While I do not recall what I was doing in my dream, I seemed to have suddenly come to an awareness that there was a black cat standing at my leg. This is not out of the norm, as a black cat just like the one in my dream visits the house every day for food (an opportunistic bastard, if you ask me, but that's for another blog post). However, in my dream, the black cat latched on to my leg with its claws, which made me swat at it to get the damn thing off my leg. Much to my detriment, this made the cat more agitated and it started EATING me. As in, chew a piece of flesh from my thigh, and go in for another chew because the first one was apparently so delicious. At this point, I panicked so much that it launched me out of sleep. Heavy breathing, eyes wide open, and ready to go look for that black cat and have a little teriyaki sauce with it.

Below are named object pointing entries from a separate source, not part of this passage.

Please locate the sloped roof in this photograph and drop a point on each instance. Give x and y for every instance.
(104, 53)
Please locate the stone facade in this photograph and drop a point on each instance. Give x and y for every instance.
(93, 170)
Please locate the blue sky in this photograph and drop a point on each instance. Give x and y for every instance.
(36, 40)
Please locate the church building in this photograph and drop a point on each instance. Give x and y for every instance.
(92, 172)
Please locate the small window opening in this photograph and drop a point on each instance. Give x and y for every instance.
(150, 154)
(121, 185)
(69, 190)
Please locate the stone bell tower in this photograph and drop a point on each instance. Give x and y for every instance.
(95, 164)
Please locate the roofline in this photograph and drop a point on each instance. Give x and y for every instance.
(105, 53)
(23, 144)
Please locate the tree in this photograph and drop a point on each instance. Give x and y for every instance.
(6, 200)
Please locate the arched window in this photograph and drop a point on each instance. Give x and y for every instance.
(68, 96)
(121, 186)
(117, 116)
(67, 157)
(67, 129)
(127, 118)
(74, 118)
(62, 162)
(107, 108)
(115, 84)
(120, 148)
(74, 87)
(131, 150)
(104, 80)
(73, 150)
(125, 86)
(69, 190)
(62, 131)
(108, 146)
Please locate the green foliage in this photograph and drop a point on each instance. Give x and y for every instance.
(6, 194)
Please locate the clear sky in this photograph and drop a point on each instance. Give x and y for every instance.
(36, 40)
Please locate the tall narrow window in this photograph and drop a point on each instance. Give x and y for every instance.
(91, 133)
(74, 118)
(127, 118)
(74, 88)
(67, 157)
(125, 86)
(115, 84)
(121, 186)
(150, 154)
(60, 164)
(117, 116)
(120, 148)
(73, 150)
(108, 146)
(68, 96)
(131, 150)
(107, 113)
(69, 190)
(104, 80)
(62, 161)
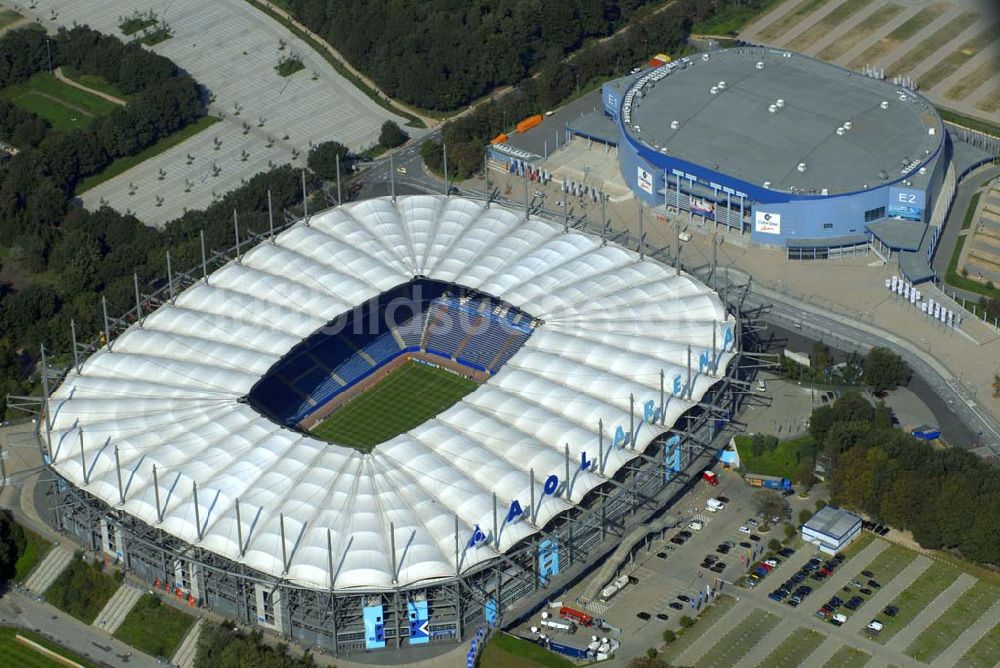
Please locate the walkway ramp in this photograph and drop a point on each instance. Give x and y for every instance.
(117, 608)
(188, 649)
(46, 572)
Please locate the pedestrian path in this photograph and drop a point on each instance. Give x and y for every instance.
(188, 649)
(117, 608)
(944, 600)
(46, 572)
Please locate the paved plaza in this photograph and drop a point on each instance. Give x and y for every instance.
(232, 49)
(950, 48)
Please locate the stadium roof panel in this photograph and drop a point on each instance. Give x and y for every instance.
(780, 117)
(168, 394)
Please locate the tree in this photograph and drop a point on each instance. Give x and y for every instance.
(885, 370)
(769, 504)
(323, 159)
(392, 135)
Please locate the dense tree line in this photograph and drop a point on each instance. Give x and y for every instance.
(12, 545)
(942, 495)
(220, 647)
(442, 54)
(36, 185)
(559, 78)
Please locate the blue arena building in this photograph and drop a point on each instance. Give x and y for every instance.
(796, 152)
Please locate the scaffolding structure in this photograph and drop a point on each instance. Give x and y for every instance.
(496, 593)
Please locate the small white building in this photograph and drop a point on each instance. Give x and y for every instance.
(831, 529)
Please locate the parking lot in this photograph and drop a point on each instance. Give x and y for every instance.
(232, 49)
(877, 603)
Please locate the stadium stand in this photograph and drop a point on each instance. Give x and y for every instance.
(445, 320)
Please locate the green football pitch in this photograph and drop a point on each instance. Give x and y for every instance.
(403, 400)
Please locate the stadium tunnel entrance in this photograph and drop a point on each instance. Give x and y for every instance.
(442, 326)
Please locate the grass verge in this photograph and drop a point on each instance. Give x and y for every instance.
(825, 25)
(154, 627)
(411, 120)
(406, 398)
(706, 619)
(507, 651)
(796, 647)
(65, 107)
(860, 32)
(944, 630)
(742, 638)
(730, 19)
(915, 598)
(783, 461)
(848, 657)
(83, 589)
(122, 165)
(791, 19)
(35, 549)
(985, 652)
(13, 653)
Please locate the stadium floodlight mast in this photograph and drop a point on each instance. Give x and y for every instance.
(444, 149)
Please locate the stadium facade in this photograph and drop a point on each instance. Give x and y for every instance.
(170, 464)
(794, 151)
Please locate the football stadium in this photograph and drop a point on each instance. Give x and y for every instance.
(798, 153)
(394, 422)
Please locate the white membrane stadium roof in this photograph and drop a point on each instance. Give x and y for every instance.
(167, 395)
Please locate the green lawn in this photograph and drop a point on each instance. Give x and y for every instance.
(8, 16)
(35, 550)
(782, 461)
(847, 657)
(409, 396)
(706, 619)
(793, 651)
(83, 589)
(505, 651)
(915, 598)
(985, 652)
(944, 630)
(733, 646)
(65, 107)
(93, 81)
(122, 165)
(13, 653)
(154, 627)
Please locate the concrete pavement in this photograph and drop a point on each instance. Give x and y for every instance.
(941, 602)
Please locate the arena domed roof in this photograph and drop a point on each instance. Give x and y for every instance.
(168, 394)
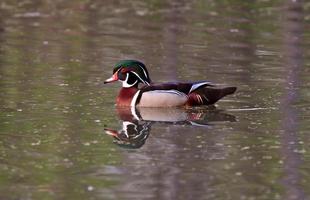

As if that dream alone was not enough to make me paranoid for a few days, I had another dream the following night.
Again, I do not recall the details preceding the part where I do remember so vividly. All I know is that I noticed a spiral-shaped pattern on my finger underneath the skin. I tried to pick at it, but seeing that it was embedded in my flesh, I had to dig to the point where my finger started bleeding. Odd thing was, I felt the pain in my dream as I could in reality. Then the spiral-shaped object started to heat up like a metal filament in a light bulb. As it got hotter and the filament glowed red, my flesh started burning and by this time, I was in full alarm that it woke me up.
After these dreams, I had a strange suspicion that something was not quite right in my head. Here are the interpretations I found online regarding some of the elements that were observed in my dreams:
Pain
To dream that you are in pain, signifies that you are being too hard on yourself with regards to a situation that was out of your control. It may also be a true reflection of real pain that exists somewhere in your body. Dreams can reveal and warn about health problems.
To dream that you are inflicting pain to yourself, indicates that you are experiencing some overwhelming turmoil or problems in your waking life. You are trying to disconnect yourself from your reality by concentrating on the pain that you inflicted to yourself.
Cat
To see a cat in your dream, signifies much misfortune, treachery, and bad luck. If the cat is aggressive, then it suggests that you are having problems with the feminine aspect of yourself. If a cat is biting you, then it symbolizes the devouring female. Perhaps you are taking and taking without giving. You may be expressing some fear or frustration especially when something is not going as planned.
Blood
To see blood in your dream, represents life, love, and passion as well as disappointments. To dream that you are bleeding or losing blood, signifies that you are suffering from exhaustion or that you are feeling emotionally drained. It may also denote bitter confrontations between you and your friends. Your past actions has come back to haunt you.
None of the information above settled my nerves about the dreams. Perhaps it is better left up to a medical professional to sort out what's going on. Though not quite as traumatic as the dreams I mentioned above, I did have yet another disturbing dream recently. During my disturbed sleep cycle last night, I dreamt that I was observing a female orgy. To a straight man, this might've turned to be a wet dream, but for a gay man, it might as well have been a nightmare.
Please just give me a hit of Ambien or Lunesta.